He also has a slight edge in passer rating.

However, for all intents and purposes, Montana and Wilson come out pretty neck-and-neck at age 25. If Wilson can match him all the way up until he's 35, that would be cool because that would mean four Super Bowl championships.

In Montana's first Super Bowl, he was 14-of-22 for 157 yards, one touchdown and no interceptions, and also rushed for a score.

Montana, Roethlisberger, Wilson, Tom Brady and Kurt Warner are the only players to win a Super Bowl within their first three seasons. Out of those five players, Montana won four rings, Roethlisberger has two with a third appearance, Brady had three with two more appearances, and Warner had two more appearances. That bodes pretty well for the future of Seattle and Wilson.

Those four players had 10 championships and 15 Super Bowl appearances.

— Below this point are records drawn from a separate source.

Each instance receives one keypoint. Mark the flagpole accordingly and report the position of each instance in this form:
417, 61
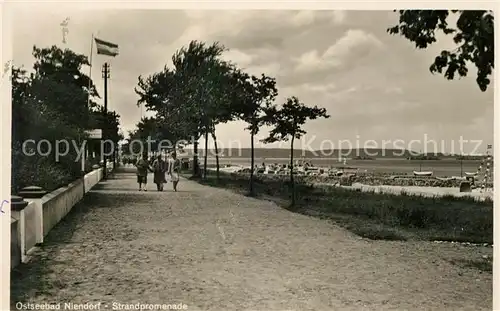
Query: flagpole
90, 70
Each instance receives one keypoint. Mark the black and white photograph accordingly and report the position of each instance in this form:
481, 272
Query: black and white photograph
251, 159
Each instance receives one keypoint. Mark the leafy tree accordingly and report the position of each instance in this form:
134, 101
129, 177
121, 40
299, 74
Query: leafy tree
253, 96
473, 33
287, 125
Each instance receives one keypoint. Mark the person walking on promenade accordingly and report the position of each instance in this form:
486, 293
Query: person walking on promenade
142, 166
159, 170
174, 168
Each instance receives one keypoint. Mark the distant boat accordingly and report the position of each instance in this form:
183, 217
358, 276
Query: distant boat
422, 173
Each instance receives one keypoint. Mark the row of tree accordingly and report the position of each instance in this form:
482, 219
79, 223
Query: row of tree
51, 103
202, 90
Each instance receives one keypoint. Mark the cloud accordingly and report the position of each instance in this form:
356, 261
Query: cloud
354, 45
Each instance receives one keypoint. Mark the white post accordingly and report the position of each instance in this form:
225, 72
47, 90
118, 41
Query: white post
35, 194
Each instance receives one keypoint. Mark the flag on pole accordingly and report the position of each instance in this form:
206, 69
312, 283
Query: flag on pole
106, 48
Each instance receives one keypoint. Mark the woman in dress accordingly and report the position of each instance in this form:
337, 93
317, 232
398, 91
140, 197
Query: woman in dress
142, 166
174, 169
159, 169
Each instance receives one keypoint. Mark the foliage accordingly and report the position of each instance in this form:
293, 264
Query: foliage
288, 122
473, 33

What would have happened if Wilson had lost? The players to make a Super Bowl in their first three years and lose are Jake Delhomme, Colin Kaepernick, Dan Marino, Vince Ferragamo and Joe Kapp.

Kapp threw 17 interceptions the year after he went to the Super Bowl and was out of the league. Ferragamo never made the Super Bowl again. Delhomme never returned. Marino never won a Super Bowl and never even won more than one postseason game in any of the next 15 seasons of his career. Kaepernick will likely never be in another Super Bowl or playoffs again, sources* tell me.

*haha. But seriously...

Those that won the Super Bowl had very successful postseason careers after that, those that didn't did not.

Which reminds me... The Seattle Seahawks just won the Super Bowl!!!